The platform has two 1" diameter rods that slides up into each boot through the feet. So he's very sturdy but can also be lifted off the platform and displayed directly on the floor. If displayed standing on the floor, there is an eye-hook that protudes from the rear of his waist to tie him into a hook on the wall for safety reason. You wouldn't want him to accidently fall on someone should they bump him to hard.

Note to Sickie...sorry you missed out on that head deal. I just assumed you were not interested.


----------



## Sickie Ickie (Jun 20, 2006)

No harm done. My own fault for not seeing it.


----------



## groovie ghoulie (Nov 12, 2008)

Richie said:


> Note to Sickie...sorry you missed out on that head deal. I just assumed you were not interested.


So the heads gone, then? LOL Anyway, That is an awesome piece!


----------



## jdubbya (Nov 6, 2005)

Richie,
These are the head/hands I have had for years bit never really used. I had thought of just selling them but would like to make a Frankenstein prop for a scene we're doing this year. I haven't seen this mask/hands since we bought them over 15 years ago.

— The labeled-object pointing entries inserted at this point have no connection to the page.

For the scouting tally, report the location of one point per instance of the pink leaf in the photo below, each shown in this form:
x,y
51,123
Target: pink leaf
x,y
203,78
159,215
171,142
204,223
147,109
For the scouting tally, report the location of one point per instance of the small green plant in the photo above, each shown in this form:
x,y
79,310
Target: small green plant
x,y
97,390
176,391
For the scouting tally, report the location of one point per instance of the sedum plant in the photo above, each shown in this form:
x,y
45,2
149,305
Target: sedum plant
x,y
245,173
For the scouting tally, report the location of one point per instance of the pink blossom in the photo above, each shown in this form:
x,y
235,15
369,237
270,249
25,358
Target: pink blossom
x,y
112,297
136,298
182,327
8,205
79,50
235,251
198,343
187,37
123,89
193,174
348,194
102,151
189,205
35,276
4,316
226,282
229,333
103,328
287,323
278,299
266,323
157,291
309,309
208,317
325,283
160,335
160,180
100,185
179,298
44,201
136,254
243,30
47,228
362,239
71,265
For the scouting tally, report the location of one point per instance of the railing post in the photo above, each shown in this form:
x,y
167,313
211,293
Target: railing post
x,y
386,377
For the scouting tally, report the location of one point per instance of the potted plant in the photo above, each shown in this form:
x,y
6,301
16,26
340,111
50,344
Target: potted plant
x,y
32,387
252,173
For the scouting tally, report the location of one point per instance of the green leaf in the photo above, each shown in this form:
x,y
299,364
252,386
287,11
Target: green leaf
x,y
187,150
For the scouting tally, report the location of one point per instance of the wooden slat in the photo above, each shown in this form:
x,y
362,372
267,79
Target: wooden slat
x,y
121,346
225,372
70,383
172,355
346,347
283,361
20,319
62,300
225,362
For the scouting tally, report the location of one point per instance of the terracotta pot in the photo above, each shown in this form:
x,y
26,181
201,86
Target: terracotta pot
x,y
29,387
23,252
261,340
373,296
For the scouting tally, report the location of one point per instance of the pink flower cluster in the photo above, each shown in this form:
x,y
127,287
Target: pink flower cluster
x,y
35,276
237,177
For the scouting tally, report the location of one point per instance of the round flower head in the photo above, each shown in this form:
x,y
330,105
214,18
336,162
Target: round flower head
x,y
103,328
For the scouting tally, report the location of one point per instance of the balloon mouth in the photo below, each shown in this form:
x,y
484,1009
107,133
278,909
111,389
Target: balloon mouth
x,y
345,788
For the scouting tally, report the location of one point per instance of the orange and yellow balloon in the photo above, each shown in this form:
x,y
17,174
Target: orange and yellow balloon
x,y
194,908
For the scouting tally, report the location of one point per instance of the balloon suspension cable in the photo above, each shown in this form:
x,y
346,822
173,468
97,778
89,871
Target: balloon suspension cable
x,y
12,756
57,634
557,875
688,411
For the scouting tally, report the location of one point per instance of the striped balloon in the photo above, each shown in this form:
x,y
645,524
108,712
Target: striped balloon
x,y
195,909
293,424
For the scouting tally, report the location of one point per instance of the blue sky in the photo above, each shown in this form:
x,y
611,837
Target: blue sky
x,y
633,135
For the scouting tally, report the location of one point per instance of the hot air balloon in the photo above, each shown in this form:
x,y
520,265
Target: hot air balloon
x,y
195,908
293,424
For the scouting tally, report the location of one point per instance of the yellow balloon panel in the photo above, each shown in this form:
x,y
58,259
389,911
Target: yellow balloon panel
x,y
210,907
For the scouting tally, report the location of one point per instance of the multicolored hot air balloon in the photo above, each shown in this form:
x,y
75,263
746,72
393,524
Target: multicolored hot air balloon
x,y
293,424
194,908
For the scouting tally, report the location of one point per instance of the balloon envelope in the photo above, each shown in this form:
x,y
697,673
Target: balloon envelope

The latex is thick and has held up very well.


----------



## Richie (Jan 4, 2007)

jdubbya said:


> Richie,
> These are the head/hands I have had for years bit never really used. I had thought of just selling them but would like to make a Frankenstein prop for a scene we're doing this year. I haven't seen this mask/hands since we bought them over 15 years ago. The latex is thick and has held up very well


Hi Jdubbya,

Those would make a wonderful life size Frankenstein prop! I always liked that mask because of the great skin tone and hair it had. Those hands are one of the best around and look completely real, even better than the 1973 set I used for mine. I wouldn't sell them and put them to good use and assemble a full size figure. Do a little work at a time on it, no rush since it's winter time.

Assuming you want it to look the part, getting a large enough suit (size 52+ and pants, size 46) and padding him correctly will be the difficult part. We also have our Frankenstein on display in our house the balance of the year in a spare room. Please post photos if you proceed with your creation.

Note to Groovie Ghoulie Yes, the mannequin head was used for another prop, sorry.


----------



## groovie ghoulie (Nov 12, 2008)

Note to Groovie Ghoulie Yes, the mannequin head was used for another prop, sorry.[/QUOTE]

Well, I'm glad it was put to good use, and thanks for the inspiration, I'm gonna dig out my old Frankie mask, as well!


----------



## Just Whisper (Jan 19, 2009)

Really nice job on the Frankenstein. Your attention to detail really paid off. I love Frankie. Wish I had one.


----------



## scarymovie (Feb 14, 2010)

Wow you did a great job on that frankenstein that looks hard to make though!


----------